New document interface
A document will consist of:
- Version: A version number counting from 0
- Snapshot: The current document contents
- Meta: (NEW, not yet implemented) An object containing misc data about the document:
- Arbitrary user data, set when an object is created. Editable by the server only.
- Creation time
- Last modified time: This is updated automatically on each client each time it sees a document operation
- Session data: An object with an entry for every client that is currently connected. Map clientIds to:
- Username (optional)
- Cursor position (type dependant)
- Connection time maybe?
- Any other user data. This can be filled in by the auth function when a client connects. (And maybe clients should be able to edit this as well?)
Unlike the document data, metadata changes will not be persisted. Metadata changes will not bump the document's version number. (-wm: I assume that some things like the time stamps will be persisted? And what about when client IDs are stored with ops, shouldn't the user names be persisted?)
Initial document metadata can be set at document creation time.
Some metadata fields like last modified time and cursor positions will be updated automatically on all clients whenever an operation is submitted. (-wm: this will probably mean storing the time delta between the server and client)
This is implemented, but the only path handled now is 'shout'
We also add a new kind of operation, a meta operation. I've thought about using the JSON OT type for this, but it means that if someone wants to implement the sharejs wire protocol, they have to implement JSON OT (which is really complicated). So I'm going to keep it simple.
Metadata operations express changes in the metadata object. They look like this:
- NOT Version: Metadata changes should be independent of current document version number
- Path: List of object keys to reach the target of the change. All path elements except the last must already exist.
- New value: (optional) JSON object which replaces whatever was at the metadata object before. If this is missing, the object is removed.
Some paths are special:
['shout', ...]: Broadcasts the value to all clients, doesn't keep it in memory. Full path is ignored.

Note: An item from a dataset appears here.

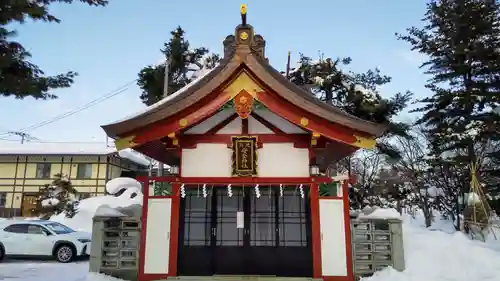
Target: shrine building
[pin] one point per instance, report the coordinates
(247, 150)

['sessions']: Read only, see above
Metadata gets consistency guarantees by restricting who is allowed to submit metadata changes.
The server can send metadata operations to clients:
valueis the value being broadcast,
byis the clientid that shouted (not implemented). This results in an event emitted by Doc:
(Right now the full path used is given to the client, perhaps this could be used to send specific Doc events instead of just "shout", like
path: ['shout', 'foo']?)
The model emits
('applyMetaOp', path, value) for all successful meta operations
Transforming cursor positions
Types can also specify cursor transforms. This is important to make cursors move as you edit content surrounding them.
TYPE.transformCursor = (position, operation) -> newPosition
Clients are responsible for updating cursor positions in two scenarios:
- When they generate operations locally they transform everyone's cursor position by the operation
- When they receive updated cursor positions from the server against an old version
The server will pre-transform cursor positions before rebroadcasting them.
- A new client connects - the server will add an entry corresponding to the client in the session data
- A user moves their cursor - they send a metadata op which is broadcast via the server to indicate their new cursor position. (Note that cursor positions may be more complicated than just a number. Imagine a user exploring a spreadsheet...)
- The client sees a new document operation It updates the last modified time of the session data using its local clock. It doesn't tell anyone else - they'll each have each made the same change locally as well.
Still to figure out
- How does the client learn its own ID?
- It could get another special metadata field when it opens a document
- It could be told its ID when it gets its first message from the server, or when it opens a document
- Are clients allowed to make arbitrary changes to the document's metadata?
- What is the client API for querying cursor positions and getting notified of metadata changes?